Overweight children

(151 Posts)
netherlee Fri 08-Mar-13 19:50:31

My OH owns a small clothes shop that has lots of childrens stuff (schoolwear, brownie/cub, sports, fashion clothes etc.). He said recently he is rather irked at the number of parents who comment that they have to buy larger sizes (eg age 9-10 for a 7 year old). Sites like M&S are similarly strewn with such comments. The sizes are all in line with average sizes of children or slightly bigger, but of course he doesn't retort that the real problem is the child is overweight. He has also had at least one child needing a smaller size because they are very healthy (usually a very sporty child who is careful with what they eat). Its a lose lose.

So are we BU to think parents should just watch childrens health a little more rather than moan to shop staff just doing their job?

threesypeesy Sun 10-Mar-13 09:03:03

Yabvu my dd1 is 9 very tall 5ft and slightly chubby those who judge are idiots as there may be reasons ours she's just been diagnosed with an eating disorder !! Incredibly worrying and heartbreaking (she's eating in secret and not food ahead gets at home)

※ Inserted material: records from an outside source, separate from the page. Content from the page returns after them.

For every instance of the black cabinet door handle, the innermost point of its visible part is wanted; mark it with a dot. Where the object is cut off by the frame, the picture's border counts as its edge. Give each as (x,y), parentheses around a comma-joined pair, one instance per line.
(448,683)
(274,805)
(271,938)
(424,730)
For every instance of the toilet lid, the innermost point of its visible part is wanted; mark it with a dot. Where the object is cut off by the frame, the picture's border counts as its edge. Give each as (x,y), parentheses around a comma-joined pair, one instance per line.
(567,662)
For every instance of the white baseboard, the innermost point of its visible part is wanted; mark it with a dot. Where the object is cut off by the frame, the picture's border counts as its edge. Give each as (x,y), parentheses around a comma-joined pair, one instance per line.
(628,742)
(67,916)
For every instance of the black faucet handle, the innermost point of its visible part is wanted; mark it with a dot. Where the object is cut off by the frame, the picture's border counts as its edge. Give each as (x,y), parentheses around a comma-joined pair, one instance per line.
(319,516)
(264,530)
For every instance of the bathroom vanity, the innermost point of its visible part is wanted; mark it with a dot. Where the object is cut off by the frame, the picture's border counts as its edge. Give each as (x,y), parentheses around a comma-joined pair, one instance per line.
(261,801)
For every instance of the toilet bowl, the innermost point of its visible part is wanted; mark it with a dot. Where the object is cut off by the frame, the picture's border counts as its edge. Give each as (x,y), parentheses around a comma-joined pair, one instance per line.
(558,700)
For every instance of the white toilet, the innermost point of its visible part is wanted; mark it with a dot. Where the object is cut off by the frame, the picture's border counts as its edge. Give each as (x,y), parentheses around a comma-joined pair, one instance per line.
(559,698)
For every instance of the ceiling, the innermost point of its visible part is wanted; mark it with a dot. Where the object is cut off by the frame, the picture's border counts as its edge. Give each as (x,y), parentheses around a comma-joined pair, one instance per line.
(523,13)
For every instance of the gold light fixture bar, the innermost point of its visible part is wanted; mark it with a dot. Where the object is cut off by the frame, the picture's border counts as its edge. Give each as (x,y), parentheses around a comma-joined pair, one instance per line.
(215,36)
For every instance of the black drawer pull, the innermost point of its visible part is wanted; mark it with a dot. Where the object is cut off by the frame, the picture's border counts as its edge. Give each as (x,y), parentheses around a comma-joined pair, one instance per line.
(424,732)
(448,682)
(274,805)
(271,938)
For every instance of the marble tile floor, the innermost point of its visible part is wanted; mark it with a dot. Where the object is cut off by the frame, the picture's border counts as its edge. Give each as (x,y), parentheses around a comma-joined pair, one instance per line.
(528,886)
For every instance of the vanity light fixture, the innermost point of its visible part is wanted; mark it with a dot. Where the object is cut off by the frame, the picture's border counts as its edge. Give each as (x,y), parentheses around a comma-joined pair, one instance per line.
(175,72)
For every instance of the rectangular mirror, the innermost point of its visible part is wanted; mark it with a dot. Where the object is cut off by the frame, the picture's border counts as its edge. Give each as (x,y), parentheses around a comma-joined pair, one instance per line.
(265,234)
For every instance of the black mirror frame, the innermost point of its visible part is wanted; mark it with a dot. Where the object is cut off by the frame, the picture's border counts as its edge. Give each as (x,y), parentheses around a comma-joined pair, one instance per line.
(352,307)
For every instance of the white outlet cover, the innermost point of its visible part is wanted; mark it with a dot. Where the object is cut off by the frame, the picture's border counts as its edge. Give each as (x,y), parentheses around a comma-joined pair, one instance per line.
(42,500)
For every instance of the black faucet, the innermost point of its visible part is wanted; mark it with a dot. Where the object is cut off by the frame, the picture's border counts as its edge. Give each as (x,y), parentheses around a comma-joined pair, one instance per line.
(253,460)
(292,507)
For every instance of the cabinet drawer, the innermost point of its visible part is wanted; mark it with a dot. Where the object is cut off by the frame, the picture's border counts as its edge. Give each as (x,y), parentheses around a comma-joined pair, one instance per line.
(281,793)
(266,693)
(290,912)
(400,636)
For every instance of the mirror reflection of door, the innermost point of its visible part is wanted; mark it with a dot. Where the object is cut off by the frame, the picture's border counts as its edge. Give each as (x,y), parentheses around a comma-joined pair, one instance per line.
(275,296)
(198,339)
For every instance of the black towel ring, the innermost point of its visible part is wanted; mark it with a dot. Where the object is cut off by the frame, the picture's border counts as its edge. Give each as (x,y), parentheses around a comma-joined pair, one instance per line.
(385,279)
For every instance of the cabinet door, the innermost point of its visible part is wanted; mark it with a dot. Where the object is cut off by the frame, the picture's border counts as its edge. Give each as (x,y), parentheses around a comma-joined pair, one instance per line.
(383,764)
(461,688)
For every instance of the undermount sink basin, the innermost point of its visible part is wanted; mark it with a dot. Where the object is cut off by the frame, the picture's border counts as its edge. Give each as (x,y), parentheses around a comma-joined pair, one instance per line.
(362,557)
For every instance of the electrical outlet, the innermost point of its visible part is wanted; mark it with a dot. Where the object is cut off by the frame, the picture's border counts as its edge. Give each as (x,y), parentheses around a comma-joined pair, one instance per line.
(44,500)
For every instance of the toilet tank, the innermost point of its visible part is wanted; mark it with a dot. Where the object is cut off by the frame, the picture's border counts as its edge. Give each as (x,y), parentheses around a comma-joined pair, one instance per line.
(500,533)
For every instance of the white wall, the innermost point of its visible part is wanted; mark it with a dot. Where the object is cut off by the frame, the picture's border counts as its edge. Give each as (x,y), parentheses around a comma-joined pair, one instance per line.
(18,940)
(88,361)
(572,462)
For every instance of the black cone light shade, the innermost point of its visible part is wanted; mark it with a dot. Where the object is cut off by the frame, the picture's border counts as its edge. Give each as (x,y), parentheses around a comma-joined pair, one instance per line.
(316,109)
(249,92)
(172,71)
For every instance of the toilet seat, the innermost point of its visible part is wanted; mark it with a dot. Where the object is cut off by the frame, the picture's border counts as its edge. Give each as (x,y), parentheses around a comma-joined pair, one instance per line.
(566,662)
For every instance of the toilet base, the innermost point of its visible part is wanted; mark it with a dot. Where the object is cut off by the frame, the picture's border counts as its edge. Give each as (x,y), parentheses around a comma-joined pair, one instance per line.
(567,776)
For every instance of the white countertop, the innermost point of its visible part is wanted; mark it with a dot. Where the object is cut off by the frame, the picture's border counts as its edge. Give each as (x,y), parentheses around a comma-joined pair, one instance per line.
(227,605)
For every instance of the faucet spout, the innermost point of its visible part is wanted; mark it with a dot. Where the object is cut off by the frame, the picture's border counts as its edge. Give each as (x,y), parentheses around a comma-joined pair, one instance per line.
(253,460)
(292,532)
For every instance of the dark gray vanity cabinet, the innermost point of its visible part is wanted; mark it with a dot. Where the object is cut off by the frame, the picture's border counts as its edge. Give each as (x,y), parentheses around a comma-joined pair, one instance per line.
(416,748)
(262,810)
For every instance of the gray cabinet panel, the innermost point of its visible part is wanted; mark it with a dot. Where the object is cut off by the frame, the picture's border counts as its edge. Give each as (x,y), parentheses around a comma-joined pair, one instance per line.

Dd2 is tall skinny and all legs shes8 (thanks to mmeasurements for a flower girl dress) has the body size if 4year old!!

Every child is different and have reasons why (ok some are clearly over fed on crap) but not all, clothes sizes can vary widely in shops

Bunbaker Sun 10-Mar-13 09:59:29

I don't know if the posts on here are representative of most parents, but it looks like there aren't many average sized children, so why not make clothes for slimmer children and wider clothes and don't bother with the average size at all.

Sorry to hear about your DD threesypeesy. I hope you can resolve it soon.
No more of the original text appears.